Diskusi serius berlangsung, usulan diajukan, pemungutan suara dilakukan, dan konsensus pun tercapai. Dari sanalah muncul kesepakatan untuk menunjuk Sushila Karki, mantan Ketua Mahkamah Agung, sebagai perdana menteri sementara.
Apa yang dilakukan Gen-Z Nepal bukan sekadar respons spontan terhadap kekosongan politik. Ini adalah wujud transformasi demokrasi di era digital.
Dalam kerangka teori demokrasi deliberatif yang dikemukakan Jrgen Habermas, ruang publik ideal adalah tempat di mana warga berdiskusi rasional untuk mencapai konsensus. Discord, dalam konteks Nepal, menjelma menjadi ruang publik virtual yang melampaui sekat wilayah, kelas, bahkan birokrasi.
Dari balik layar laptop atau ponsel, anak-anak muda seperti Anisha merasa suaranya didengar dan punya bobot politik.
Fenomena ini juga bisa dijelaskan dengan teori networked publics dari peneliti media sosial danah boyd. Media digital tidak hanya sarana komunikasi, tetapi ruang sosial baru di mana identitas, opini, dan solidaritas dibentuk bersama.
Gen-Z Nepal menjadikan Discord sebagai alat politik: membangun narasi, menyusun agenda, hingga mengeksekusi keputusan. Mereka membuktikan bahwa generasi digital tidak apatis, hanya saja mencari bentuk partisipasi yang lebih horizontal, cepat, dan inklusif.

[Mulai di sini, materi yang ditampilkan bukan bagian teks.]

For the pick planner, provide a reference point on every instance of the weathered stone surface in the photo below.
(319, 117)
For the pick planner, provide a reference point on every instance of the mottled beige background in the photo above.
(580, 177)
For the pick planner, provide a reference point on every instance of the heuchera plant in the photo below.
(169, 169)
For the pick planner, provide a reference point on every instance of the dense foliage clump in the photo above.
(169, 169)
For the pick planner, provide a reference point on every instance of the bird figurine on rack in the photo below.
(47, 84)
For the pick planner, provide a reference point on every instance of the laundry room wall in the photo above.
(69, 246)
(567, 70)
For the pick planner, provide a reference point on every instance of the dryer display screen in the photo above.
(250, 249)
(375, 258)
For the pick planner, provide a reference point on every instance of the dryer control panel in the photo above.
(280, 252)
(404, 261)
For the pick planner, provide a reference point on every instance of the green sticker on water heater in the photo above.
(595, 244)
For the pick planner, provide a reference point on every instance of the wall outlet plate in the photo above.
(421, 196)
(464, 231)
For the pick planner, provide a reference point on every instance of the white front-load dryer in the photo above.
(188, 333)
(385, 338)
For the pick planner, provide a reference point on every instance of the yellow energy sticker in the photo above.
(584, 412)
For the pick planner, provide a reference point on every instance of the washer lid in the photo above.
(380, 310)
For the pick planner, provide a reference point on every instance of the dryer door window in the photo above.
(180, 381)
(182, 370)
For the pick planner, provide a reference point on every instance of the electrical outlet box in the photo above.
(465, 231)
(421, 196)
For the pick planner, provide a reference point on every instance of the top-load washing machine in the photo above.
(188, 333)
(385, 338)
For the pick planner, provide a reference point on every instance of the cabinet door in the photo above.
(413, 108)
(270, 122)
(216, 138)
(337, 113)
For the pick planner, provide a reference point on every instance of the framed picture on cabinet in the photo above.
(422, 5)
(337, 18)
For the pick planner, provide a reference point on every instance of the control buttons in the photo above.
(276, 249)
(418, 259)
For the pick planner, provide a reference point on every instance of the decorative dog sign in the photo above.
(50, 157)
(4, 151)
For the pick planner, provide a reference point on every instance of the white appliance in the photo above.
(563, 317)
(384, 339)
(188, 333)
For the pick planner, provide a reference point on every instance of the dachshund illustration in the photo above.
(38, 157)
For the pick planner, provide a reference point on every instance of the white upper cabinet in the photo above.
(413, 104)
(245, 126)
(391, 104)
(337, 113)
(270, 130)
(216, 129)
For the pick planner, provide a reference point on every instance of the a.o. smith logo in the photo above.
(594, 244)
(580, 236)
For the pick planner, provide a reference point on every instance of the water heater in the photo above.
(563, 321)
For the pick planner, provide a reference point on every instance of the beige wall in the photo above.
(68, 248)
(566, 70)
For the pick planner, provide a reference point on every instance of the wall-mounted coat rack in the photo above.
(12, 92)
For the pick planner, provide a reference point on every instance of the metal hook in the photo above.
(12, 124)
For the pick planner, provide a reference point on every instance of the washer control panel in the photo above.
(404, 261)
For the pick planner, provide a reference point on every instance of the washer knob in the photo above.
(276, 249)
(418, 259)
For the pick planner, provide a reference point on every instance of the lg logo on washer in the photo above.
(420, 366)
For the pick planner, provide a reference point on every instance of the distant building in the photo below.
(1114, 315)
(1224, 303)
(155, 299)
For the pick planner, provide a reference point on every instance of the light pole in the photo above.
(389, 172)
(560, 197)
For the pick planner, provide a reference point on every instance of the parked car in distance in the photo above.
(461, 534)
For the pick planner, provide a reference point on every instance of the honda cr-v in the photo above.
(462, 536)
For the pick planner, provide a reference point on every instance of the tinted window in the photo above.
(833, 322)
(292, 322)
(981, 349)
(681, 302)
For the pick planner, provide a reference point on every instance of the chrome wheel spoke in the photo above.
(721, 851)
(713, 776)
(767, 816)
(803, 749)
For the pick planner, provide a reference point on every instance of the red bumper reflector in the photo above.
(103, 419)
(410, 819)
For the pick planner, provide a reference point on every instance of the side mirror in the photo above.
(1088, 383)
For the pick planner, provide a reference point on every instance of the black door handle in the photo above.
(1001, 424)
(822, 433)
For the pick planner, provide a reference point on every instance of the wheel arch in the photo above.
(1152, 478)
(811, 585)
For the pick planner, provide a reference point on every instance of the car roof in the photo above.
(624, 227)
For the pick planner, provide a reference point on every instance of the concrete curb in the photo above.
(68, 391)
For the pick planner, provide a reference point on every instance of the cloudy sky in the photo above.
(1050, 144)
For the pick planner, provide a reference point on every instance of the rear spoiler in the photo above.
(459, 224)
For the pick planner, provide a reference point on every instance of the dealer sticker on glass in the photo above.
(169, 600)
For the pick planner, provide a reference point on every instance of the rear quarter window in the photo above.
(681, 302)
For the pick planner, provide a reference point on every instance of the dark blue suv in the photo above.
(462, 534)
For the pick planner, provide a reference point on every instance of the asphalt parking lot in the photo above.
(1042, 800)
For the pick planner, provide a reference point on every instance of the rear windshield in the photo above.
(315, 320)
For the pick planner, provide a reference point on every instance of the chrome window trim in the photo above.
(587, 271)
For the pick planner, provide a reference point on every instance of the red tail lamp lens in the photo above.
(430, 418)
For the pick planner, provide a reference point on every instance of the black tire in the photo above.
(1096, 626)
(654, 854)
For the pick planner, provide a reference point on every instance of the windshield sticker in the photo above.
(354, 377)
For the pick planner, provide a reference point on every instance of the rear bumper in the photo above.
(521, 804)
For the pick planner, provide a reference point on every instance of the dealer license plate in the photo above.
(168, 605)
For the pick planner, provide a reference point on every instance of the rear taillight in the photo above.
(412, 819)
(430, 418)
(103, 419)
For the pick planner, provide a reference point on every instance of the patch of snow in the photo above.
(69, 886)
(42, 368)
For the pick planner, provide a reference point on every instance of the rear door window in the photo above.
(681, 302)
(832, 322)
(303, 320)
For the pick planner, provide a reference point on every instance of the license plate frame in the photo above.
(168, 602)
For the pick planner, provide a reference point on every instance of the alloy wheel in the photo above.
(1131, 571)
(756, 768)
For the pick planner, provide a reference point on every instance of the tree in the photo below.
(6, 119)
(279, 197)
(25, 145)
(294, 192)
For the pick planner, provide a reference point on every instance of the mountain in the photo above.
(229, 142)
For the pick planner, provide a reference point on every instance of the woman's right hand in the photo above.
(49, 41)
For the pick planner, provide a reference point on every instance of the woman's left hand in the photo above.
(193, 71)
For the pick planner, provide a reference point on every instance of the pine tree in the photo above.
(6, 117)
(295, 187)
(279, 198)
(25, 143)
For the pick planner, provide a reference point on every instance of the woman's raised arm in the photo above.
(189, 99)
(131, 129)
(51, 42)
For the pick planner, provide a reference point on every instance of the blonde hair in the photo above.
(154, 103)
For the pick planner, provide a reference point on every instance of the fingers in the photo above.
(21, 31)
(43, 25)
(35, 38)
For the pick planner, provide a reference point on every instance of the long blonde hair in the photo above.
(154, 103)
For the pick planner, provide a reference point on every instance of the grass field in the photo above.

Tentu, pertanyaan besar tetap menggantung: seberapa sah keputusan yang lahir dari ruang obrolan daring? Tanpa payung hukum, kesepakatan digital hanya dianggap informal. Tantangan Nepal kini adalah bagaimana mengintegrasikan inovasi ini ke dalam sistem demokrasi formal tanpa mengorbankan akuntabilitas dan transparansi.